To place your order, you walk through the dining area toward the back. There's a large menu board (easy to read!) where you can order, fill your drink, and then find your spot to have a seat and wait on your food.
We wanted to try as much as possible, so we opted to place our order and then utilize the "Add Moe" to be able to enjoy ribs and pulled pork as well!
Sweet Harold chose the 1/2 smoked chicken and added ribs. His sides were baked beans and potato salad. The chicken was resting on a little bit of slaw so he got to try that as well! Cornbread was included and it was a very ample portion.
Now we all know, smoking chicken is a highly regarded skill. To be able to cook the dark meat to keep it juicy while letting the white meat not dry out, is a delicate balance. The pitmaster yesterday has the skill to have the chicken served at the exact level of perfection. Kudos! You're not seeing things either.
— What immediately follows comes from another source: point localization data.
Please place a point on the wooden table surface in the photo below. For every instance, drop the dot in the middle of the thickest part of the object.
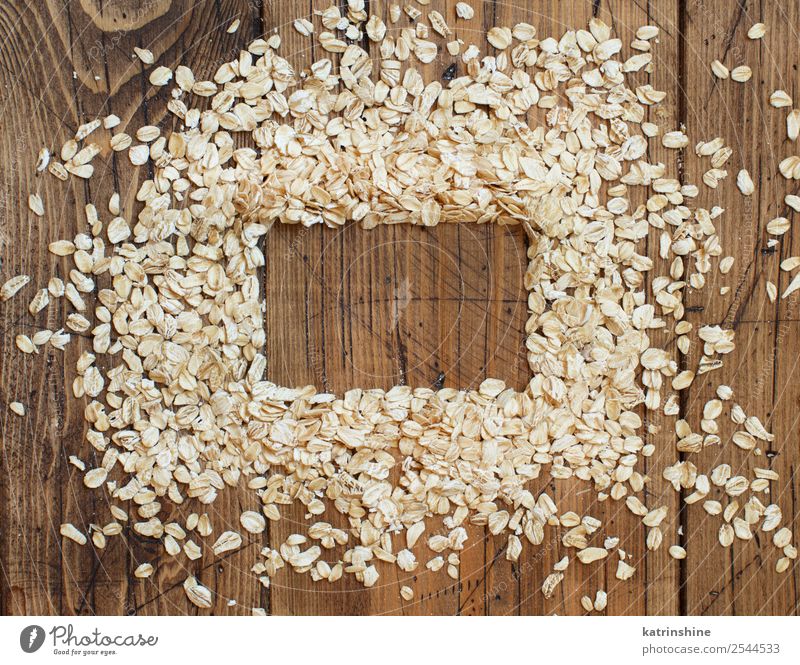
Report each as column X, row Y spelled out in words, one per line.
column 351, row 308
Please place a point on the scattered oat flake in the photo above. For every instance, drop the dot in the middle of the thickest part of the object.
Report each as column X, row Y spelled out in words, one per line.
column 70, row 531
column 145, row 55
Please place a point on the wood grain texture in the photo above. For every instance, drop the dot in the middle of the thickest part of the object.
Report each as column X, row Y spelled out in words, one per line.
column 350, row 308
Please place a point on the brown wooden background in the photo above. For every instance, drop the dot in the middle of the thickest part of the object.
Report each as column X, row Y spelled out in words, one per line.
column 358, row 309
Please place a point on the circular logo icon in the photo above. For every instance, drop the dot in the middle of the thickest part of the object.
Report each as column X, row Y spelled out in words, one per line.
column 31, row 638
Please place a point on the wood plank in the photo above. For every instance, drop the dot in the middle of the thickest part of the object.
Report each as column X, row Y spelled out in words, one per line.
column 400, row 305
column 742, row 580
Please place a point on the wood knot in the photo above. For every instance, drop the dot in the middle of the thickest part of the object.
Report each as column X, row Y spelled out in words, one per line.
column 124, row 15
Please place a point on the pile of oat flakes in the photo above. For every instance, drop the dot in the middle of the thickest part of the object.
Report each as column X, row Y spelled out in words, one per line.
column 186, row 409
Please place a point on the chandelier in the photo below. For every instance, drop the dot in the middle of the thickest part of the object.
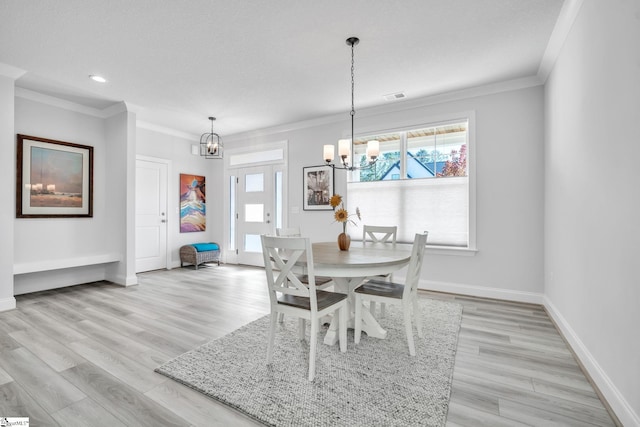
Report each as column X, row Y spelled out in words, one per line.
column 211, row 144
column 346, row 146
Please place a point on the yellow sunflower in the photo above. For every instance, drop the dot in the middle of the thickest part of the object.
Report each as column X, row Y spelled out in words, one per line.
column 341, row 215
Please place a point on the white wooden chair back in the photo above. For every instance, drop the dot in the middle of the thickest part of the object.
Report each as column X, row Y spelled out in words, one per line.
column 415, row 265
column 280, row 256
column 379, row 234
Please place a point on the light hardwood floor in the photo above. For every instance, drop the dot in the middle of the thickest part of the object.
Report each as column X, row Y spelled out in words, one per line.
column 85, row 355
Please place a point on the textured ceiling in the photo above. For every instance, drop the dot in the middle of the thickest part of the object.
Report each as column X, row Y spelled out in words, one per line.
column 256, row 64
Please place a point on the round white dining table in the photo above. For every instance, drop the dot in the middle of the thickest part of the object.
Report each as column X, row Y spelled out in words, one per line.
column 349, row 269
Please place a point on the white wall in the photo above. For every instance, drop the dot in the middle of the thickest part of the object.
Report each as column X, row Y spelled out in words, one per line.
column 177, row 149
column 63, row 239
column 509, row 162
column 7, row 191
column 592, row 204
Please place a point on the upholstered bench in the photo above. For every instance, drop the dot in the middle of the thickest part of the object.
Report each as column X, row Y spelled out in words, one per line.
column 198, row 253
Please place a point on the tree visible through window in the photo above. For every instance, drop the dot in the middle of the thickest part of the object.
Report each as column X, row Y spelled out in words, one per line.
column 420, row 182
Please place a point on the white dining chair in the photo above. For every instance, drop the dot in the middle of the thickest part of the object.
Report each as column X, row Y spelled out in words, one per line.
column 405, row 294
column 288, row 295
column 322, row 282
column 379, row 234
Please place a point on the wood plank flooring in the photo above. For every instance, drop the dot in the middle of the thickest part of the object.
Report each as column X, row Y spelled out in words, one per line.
column 84, row 355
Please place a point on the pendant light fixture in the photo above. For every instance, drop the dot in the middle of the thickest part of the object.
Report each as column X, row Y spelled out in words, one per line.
column 211, row 144
column 346, row 149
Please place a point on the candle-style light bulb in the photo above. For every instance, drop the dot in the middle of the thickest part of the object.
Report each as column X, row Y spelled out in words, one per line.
column 328, row 153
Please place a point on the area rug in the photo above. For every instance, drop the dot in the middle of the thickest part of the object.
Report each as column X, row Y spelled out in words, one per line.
column 376, row 383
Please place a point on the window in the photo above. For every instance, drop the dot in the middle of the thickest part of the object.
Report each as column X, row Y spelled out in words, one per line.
column 420, row 182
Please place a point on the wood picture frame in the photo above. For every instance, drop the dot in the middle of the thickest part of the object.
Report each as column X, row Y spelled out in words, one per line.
column 318, row 188
column 54, row 179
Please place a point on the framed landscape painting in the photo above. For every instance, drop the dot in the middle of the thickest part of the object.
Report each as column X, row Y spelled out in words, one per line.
column 317, row 187
column 193, row 212
column 54, row 178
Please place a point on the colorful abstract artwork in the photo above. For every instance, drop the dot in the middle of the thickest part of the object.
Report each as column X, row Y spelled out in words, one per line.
column 192, row 203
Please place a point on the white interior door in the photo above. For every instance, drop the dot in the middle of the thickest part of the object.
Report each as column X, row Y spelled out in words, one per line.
column 254, row 212
column 151, row 215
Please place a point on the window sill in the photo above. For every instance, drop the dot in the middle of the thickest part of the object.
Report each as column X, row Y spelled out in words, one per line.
column 443, row 250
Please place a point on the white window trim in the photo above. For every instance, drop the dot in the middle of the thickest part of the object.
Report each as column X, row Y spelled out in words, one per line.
column 438, row 120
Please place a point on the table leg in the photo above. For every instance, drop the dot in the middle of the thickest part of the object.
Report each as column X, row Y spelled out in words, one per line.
column 369, row 324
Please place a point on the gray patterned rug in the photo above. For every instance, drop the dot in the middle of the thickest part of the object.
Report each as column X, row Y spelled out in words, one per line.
column 375, row 383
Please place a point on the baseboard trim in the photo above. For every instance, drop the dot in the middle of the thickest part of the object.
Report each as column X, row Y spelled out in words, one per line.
column 7, row 304
column 618, row 406
column 482, row 292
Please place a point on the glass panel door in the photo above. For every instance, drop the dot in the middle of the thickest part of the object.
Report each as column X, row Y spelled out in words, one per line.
column 254, row 212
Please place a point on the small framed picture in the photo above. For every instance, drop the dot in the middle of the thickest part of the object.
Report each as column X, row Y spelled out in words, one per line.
column 317, row 187
column 54, row 179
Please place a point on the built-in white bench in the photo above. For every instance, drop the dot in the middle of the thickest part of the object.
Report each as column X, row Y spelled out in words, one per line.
column 58, row 264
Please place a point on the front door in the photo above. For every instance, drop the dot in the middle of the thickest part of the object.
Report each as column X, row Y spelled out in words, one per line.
column 151, row 215
column 254, row 212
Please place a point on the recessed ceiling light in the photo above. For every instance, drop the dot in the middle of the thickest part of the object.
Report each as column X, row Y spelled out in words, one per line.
column 394, row 96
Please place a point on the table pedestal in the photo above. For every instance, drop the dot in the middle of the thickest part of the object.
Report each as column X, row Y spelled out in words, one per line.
column 369, row 324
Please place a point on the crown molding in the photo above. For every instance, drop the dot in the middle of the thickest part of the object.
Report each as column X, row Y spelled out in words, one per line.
column 566, row 18
column 11, row 71
column 167, row 131
column 409, row 104
column 57, row 102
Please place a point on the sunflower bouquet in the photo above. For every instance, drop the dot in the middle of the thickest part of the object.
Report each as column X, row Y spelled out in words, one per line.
column 341, row 214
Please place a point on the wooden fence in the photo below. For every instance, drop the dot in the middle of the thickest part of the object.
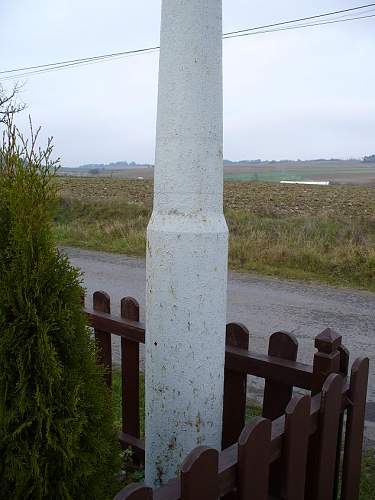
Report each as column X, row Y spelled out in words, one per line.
column 293, row 452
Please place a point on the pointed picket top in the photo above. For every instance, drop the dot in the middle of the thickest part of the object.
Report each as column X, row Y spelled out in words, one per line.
column 328, row 341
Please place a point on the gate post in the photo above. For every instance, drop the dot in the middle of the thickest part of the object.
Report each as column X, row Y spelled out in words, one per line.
column 187, row 243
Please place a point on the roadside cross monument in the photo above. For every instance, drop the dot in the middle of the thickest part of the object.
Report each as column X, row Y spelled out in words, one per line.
column 187, row 245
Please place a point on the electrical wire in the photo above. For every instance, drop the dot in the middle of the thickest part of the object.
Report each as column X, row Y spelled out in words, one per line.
column 276, row 27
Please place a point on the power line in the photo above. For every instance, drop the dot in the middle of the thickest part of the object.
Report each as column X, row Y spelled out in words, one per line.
column 280, row 26
column 302, row 19
column 286, row 28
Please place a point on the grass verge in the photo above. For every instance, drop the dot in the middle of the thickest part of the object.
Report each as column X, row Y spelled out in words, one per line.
column 328, row 248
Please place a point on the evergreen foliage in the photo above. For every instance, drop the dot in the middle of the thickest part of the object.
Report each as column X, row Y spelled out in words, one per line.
column 56, row 424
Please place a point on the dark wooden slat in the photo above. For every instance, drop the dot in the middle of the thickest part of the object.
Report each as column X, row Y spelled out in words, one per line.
column 298, row 374
column 327, row 359
column 287, row 372
column 115, row 325
column 235, row 384
column 344, row 368
column 277, row 395
column 254, row 450
column 199, row 475
column 135, row 492
column 354, row 429
column 102, row 303
column 329, row 421
column 130, row 372
column 228, row 470
column 294, row 455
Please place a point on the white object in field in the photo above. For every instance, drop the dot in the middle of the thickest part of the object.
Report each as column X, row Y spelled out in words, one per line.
column 312, row 183
column 187, row 245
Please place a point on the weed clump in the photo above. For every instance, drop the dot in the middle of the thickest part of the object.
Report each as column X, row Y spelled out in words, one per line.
column 56, row 424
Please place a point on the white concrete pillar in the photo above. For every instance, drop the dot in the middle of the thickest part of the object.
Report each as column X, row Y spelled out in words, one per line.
column 187, row 243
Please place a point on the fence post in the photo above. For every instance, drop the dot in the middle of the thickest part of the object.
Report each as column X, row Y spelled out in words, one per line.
column 235, row 384
column 130, row 372
column 102, row 303
column 354, row 429
column 344, row 367
column 135, row 492
column 254, row 450
column 277, row 395
column 326, row 361
column 295, row 447
column 329, row 422
column 199, row 475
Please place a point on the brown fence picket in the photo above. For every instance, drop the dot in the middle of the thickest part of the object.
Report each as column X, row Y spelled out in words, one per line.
column 254, row 450
column 295, row 446
column 327, row 360
column 135, row 492
column 344, row 367
column 329, row 422
column 102, row 303
column 235, row 384
column 354, row 429
column 199, row 475
column 276, row 394
column 130, row 372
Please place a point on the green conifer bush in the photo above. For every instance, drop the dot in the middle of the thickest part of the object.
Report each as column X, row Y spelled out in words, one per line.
column 56, row 424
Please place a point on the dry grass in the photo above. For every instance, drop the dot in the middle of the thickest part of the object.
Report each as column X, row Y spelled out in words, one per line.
column 312, row 233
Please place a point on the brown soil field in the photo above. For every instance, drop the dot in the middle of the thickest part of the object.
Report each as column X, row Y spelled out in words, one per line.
column 255, row 197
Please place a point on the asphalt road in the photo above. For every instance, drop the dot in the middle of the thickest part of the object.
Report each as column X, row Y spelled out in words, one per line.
column 264, row 305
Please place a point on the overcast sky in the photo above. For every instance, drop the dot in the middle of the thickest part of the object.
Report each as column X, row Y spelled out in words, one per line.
column 307, row 93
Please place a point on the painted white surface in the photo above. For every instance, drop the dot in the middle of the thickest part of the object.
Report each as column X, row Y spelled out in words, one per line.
column 312, row 183
column 187, row 244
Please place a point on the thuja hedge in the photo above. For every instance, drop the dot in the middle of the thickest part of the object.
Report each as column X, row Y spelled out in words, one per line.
column 56, row 424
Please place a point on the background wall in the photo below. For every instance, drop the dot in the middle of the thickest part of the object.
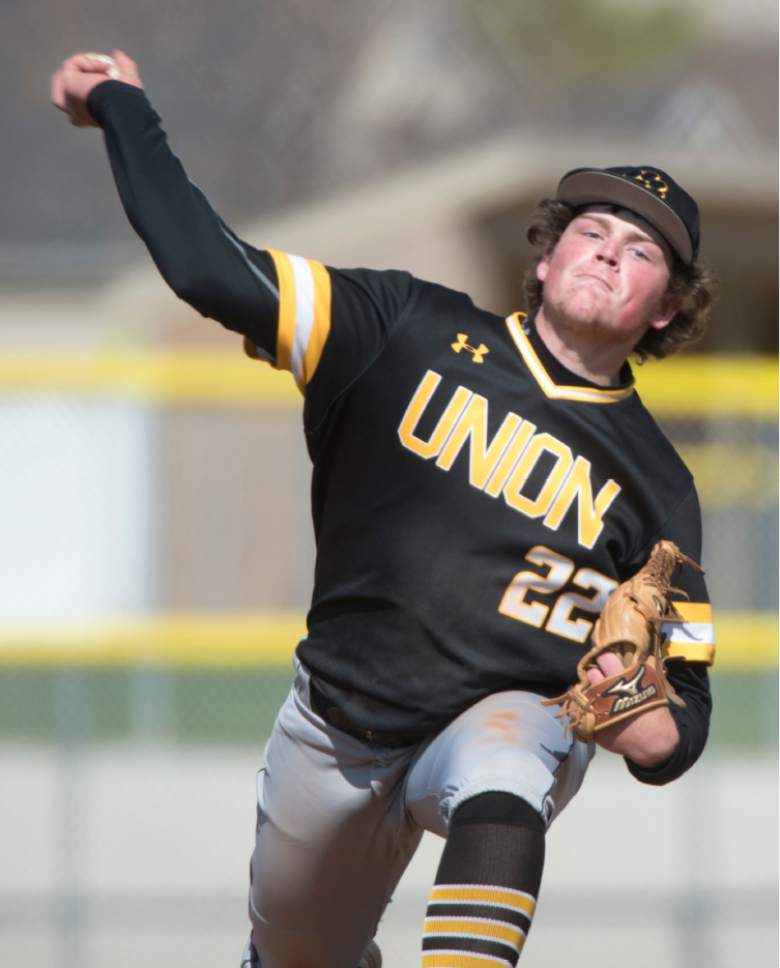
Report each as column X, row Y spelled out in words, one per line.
column 156, row 557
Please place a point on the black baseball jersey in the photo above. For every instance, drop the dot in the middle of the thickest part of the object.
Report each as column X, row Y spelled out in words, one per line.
column 474, row 502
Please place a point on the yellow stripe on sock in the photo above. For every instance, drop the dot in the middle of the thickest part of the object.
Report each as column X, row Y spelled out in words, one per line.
column 476, row 928
column 499, row 896
column 443, row 959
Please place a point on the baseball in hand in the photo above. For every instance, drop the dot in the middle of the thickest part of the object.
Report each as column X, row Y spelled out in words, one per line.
column 113, row 70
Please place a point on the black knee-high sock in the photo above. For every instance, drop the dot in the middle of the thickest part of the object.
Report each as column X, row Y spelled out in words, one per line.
column 486, row 887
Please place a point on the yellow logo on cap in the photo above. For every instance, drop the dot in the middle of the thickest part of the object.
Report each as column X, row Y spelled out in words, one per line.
column 653, row 182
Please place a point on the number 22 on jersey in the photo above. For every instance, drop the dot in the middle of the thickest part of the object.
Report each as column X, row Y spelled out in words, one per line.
column 520, row 600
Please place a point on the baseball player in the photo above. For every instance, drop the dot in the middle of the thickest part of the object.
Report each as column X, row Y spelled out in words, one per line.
column 480, row 486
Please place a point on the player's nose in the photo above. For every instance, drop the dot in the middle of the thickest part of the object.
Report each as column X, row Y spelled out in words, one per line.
column 608, row 253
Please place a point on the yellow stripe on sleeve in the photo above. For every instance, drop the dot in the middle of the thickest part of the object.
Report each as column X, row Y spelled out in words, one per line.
column 695, row 611
column 286, row 332
column 692, row 639
column 321, row 325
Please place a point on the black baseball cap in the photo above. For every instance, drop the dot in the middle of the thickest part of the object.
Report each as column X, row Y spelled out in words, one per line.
column 646, row 190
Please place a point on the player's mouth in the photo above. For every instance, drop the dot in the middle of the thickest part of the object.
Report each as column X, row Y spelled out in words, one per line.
column 596, row 278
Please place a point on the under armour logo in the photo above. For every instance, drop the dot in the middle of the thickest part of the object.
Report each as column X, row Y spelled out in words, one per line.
column 653, row 182
column 478, row 353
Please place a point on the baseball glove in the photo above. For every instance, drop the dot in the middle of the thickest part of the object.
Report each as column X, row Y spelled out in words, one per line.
column 629, row 626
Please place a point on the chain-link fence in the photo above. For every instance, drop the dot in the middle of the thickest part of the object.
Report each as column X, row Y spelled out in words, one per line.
column 155, row 579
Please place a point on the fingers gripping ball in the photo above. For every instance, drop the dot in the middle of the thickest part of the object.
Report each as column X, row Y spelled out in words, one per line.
column 630, row 626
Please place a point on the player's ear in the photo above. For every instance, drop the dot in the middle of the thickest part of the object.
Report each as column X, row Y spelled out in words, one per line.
column 542, row 267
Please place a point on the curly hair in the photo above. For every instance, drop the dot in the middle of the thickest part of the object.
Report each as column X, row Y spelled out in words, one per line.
column 694, row 287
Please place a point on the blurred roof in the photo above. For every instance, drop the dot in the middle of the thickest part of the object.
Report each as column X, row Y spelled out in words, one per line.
column 273, row 106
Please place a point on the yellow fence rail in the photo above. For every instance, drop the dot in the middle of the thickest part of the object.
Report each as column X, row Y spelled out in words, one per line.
column 746, row 641
column 736, row 386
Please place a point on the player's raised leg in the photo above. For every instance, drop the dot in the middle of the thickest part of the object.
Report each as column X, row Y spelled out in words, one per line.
column 491, row 783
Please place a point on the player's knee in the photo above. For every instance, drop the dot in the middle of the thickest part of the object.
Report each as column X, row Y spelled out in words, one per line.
column 497, row 807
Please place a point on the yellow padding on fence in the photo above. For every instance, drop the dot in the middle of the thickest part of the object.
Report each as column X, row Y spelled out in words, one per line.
column 700, row 385
column 180, row 641
column 727, row 385
column 746, row 641
column 155, row 377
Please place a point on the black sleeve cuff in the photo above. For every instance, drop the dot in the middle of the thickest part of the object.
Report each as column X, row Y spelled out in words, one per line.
column 108, row 94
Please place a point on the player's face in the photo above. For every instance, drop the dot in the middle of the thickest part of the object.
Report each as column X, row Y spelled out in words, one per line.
column 608, row 274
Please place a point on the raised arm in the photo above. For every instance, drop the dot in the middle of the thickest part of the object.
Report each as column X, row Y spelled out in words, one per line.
column 199, row 257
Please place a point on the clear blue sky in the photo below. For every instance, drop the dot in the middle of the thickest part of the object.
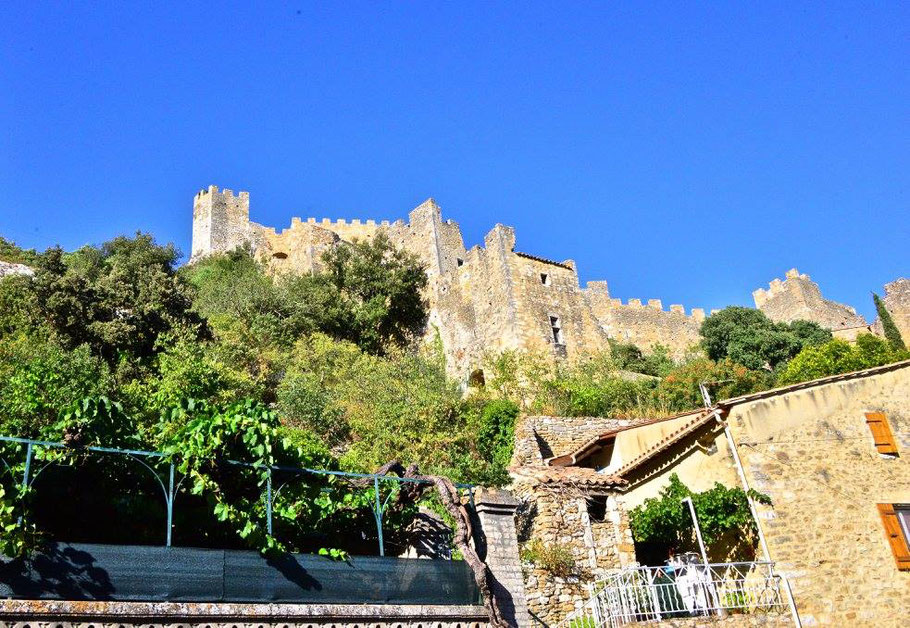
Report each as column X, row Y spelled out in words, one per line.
column 684, row 152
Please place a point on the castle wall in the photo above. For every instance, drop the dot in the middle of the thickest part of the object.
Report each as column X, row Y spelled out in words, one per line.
column 799, row 298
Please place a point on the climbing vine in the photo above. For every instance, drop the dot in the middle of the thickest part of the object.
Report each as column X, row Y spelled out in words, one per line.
column 720, row 510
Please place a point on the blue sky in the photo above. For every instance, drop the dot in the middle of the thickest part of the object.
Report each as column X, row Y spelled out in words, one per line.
column 681, row 151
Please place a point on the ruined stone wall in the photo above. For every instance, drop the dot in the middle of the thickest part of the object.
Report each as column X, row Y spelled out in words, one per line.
column 897, row 302
column 481, row 301
column 799, row 298
column 645, row 325
column 813, row 454
column 559, row 519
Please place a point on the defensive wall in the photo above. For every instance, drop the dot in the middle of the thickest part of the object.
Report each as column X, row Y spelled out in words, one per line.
column 493, row 298
column 485, row 299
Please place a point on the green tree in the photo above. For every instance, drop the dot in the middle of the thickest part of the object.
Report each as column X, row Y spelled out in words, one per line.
column 39, row 379
column 720, row 510
column 748, row 337
column 380, row 288
column 892, row 334
column 679, row 390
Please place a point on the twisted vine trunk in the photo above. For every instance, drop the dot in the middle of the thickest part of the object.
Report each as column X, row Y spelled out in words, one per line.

There's red AND white bbq sauce on that chicken.
The beans were flavorful and a great consistency, not too thick nor too thin. Add a little of that pulled pork, and they'd be a 15/10.
These ribs were tender and full of smoke flavor. The dry rub was very complementary to the pork. It didn't compete or overwhelm the smokiness of the ribs.
My order had five pieces of catfish with two hushpuppies. The coating on the fish was well-seasoned and the fry was light and crunchy. The person manning the fryer yesterday knew the exact moment the fish was ready. Very tasty! The hush puppies were a tad overcooked. But that may be just my preference.